Home

Build systems and package management in 2024

Written on 2024-05-23

I've recently had the dreadful realization that wanting that modern build systems and package management are not a solved problem: let's discuss.

This article does not propose ground breaking solutions to your problems. Instead, it presents potential approaches, as well as the challenges one might face implementing them. My goals are to organize my own thoughts, as well as provides items that I believe someone working in this space should consider. If you are looking for actionable suggestions, you might not want to look elsewhere instead.

My (relatively uncontroversial) premises are that:

This article assumes some familiarity with the above (or similar) systems.

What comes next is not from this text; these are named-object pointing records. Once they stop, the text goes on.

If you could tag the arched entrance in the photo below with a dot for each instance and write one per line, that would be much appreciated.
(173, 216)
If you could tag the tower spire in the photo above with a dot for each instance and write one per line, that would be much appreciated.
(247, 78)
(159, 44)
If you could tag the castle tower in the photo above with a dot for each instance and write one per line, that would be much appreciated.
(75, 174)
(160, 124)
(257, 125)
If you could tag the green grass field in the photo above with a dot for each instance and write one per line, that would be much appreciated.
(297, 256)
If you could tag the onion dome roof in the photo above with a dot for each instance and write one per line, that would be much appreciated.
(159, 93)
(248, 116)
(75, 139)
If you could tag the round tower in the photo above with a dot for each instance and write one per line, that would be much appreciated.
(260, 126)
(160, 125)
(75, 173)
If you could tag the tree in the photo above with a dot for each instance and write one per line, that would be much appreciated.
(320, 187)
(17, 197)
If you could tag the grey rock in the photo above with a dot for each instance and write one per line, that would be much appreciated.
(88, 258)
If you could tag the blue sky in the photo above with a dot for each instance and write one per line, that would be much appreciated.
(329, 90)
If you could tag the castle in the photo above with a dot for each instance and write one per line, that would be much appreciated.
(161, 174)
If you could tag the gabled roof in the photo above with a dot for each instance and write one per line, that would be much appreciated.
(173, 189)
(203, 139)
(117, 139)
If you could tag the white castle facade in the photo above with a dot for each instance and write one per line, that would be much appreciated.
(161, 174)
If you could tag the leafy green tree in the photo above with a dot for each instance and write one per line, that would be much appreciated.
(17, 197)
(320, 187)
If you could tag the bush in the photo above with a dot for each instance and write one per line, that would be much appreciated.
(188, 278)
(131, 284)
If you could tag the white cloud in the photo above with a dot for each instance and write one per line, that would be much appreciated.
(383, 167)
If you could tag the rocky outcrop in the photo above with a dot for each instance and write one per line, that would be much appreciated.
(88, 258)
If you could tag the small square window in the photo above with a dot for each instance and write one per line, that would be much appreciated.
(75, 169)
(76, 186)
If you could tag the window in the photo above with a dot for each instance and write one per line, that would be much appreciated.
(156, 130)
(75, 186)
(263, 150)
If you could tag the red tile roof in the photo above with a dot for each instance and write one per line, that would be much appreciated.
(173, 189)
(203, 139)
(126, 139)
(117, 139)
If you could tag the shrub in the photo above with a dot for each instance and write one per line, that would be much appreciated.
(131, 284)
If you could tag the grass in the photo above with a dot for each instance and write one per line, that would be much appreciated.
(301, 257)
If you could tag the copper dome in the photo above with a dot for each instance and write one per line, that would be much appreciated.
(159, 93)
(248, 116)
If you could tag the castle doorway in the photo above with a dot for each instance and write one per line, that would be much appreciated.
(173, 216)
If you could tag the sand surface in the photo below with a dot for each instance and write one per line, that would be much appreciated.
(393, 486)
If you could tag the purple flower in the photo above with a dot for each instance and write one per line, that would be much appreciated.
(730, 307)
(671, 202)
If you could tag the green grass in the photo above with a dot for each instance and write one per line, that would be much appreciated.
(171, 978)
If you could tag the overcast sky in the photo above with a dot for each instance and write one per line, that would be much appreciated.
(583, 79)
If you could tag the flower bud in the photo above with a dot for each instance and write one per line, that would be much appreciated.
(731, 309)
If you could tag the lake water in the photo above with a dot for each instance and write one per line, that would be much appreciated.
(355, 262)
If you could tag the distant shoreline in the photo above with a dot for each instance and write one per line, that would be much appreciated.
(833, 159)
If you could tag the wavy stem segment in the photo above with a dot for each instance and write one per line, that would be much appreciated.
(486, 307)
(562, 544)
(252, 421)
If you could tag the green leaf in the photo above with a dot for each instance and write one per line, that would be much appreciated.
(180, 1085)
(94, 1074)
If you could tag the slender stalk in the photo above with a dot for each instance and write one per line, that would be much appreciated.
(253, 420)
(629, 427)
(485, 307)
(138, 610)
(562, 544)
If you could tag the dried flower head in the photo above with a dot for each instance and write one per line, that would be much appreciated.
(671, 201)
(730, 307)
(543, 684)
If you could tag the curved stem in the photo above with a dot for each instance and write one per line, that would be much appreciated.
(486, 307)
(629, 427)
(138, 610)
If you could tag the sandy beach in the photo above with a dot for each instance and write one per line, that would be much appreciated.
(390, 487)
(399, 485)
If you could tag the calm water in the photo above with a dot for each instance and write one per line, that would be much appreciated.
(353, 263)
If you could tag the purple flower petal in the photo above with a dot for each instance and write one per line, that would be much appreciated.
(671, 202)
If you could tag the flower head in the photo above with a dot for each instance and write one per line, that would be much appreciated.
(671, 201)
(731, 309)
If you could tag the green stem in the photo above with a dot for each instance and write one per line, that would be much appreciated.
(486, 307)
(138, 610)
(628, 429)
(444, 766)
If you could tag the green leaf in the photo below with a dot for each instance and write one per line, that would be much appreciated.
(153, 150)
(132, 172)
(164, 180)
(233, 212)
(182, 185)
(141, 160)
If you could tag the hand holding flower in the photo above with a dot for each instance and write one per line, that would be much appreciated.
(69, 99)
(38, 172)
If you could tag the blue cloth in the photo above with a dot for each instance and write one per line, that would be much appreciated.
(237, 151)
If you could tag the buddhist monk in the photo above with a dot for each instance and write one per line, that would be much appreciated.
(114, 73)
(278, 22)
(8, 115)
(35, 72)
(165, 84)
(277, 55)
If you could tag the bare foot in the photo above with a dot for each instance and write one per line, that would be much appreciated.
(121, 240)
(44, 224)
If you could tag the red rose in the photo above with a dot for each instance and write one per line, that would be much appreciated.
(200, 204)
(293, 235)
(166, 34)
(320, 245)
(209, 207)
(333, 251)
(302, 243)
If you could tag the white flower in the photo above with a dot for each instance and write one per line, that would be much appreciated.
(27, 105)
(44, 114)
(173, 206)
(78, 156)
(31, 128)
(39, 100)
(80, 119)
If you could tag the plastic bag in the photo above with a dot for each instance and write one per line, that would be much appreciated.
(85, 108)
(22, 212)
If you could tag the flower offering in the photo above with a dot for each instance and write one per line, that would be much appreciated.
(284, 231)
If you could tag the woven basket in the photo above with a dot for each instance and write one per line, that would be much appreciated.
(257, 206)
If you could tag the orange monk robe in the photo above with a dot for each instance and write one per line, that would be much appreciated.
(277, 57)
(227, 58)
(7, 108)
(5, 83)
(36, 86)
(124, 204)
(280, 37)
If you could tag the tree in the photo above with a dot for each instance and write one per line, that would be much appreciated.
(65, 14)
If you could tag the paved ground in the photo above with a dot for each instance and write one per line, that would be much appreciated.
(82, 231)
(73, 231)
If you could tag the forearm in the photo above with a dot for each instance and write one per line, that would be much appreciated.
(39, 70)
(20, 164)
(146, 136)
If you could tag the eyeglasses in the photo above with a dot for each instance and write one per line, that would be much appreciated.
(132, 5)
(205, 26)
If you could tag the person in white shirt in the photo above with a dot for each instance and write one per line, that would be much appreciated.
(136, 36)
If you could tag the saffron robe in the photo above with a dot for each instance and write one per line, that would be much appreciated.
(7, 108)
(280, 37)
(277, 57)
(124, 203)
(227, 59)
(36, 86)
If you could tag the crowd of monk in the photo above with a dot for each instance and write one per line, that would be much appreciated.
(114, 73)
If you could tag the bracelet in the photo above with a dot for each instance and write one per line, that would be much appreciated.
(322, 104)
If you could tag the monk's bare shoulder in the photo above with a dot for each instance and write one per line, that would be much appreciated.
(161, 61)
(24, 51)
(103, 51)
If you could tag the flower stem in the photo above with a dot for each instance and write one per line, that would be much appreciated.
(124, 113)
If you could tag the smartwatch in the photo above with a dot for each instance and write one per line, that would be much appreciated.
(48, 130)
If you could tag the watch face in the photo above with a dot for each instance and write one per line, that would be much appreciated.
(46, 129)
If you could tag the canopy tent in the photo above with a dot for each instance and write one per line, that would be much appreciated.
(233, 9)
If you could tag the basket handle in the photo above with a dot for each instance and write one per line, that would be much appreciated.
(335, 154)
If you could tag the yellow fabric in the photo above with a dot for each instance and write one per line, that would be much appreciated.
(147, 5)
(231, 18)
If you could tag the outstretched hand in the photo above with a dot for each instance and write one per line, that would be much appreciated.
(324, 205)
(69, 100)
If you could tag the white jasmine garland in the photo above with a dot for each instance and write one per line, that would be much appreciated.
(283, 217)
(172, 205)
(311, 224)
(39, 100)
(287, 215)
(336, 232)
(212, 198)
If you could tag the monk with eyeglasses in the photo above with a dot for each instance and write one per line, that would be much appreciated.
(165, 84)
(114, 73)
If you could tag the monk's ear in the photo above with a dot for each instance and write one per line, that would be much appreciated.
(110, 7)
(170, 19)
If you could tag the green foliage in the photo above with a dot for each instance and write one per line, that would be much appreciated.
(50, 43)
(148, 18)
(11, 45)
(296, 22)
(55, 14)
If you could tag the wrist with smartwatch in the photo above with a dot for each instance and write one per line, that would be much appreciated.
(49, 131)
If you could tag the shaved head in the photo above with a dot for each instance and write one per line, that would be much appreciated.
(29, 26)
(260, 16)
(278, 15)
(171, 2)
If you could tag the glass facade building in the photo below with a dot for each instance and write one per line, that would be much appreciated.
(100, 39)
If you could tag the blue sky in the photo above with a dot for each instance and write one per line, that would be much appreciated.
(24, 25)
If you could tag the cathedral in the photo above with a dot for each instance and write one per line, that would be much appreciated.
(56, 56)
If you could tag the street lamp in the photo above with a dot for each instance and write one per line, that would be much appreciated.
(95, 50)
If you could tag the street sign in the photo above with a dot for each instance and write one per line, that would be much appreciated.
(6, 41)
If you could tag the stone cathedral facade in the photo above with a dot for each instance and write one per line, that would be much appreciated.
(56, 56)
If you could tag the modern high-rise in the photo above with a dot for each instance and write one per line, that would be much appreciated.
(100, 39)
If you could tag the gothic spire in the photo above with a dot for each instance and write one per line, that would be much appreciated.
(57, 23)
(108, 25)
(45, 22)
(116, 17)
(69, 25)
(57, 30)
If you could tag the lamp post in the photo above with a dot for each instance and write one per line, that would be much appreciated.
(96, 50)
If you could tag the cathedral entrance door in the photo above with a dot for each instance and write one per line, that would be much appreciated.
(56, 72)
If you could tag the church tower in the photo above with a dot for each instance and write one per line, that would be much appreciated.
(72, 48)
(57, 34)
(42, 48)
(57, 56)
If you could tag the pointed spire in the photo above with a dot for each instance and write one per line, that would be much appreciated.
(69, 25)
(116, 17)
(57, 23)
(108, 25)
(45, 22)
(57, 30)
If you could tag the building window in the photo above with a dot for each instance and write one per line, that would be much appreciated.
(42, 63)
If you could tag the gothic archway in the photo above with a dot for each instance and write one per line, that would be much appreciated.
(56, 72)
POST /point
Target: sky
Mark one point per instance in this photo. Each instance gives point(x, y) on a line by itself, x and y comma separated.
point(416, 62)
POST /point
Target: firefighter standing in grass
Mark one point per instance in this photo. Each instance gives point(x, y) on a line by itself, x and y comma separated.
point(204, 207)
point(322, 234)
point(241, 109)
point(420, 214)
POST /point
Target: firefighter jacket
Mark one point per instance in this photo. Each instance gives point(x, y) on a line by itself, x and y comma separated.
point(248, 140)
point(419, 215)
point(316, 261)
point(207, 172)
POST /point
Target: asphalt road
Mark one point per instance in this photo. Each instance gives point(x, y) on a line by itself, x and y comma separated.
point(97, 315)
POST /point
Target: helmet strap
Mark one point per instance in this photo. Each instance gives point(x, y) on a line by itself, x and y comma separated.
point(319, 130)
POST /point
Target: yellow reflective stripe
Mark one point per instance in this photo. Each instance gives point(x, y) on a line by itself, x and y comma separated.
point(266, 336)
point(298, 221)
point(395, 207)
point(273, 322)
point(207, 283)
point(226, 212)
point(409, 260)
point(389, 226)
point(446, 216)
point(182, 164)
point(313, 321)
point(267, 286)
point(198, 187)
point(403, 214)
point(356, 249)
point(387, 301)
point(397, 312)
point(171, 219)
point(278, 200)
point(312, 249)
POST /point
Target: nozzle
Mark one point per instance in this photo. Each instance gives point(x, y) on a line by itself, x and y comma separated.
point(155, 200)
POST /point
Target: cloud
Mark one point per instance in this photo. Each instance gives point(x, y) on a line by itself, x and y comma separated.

From there, it would seem fairly reasonable for someone to want to combine those in one of their projects (whether personal, open-source or professional) to get a good developer experience. Having worked professionally with both Bazel and Buck2, and being a fairly heavy Nix user, this sounded obvious to me, until I started to seriously look into implementing this.

The problem

"Ambient environment vs hermetic build", which can be rephrased as "use the package manager vs import everything into the build system".

To get dependencies into a build (including third-party libraries, language toolchains, sysroots, etc.) a build system can either pick them up from the ambient environment (which would resolve to a user-activated environment, a user-wide setup, the system, or a mix of all of those) or take responsibility of managing those itself. Reproducible package managers have to deal with non-reproducible build systems, so they create a hermetic/sandboxed environment that provides everything required for a build and leave the building to the build system.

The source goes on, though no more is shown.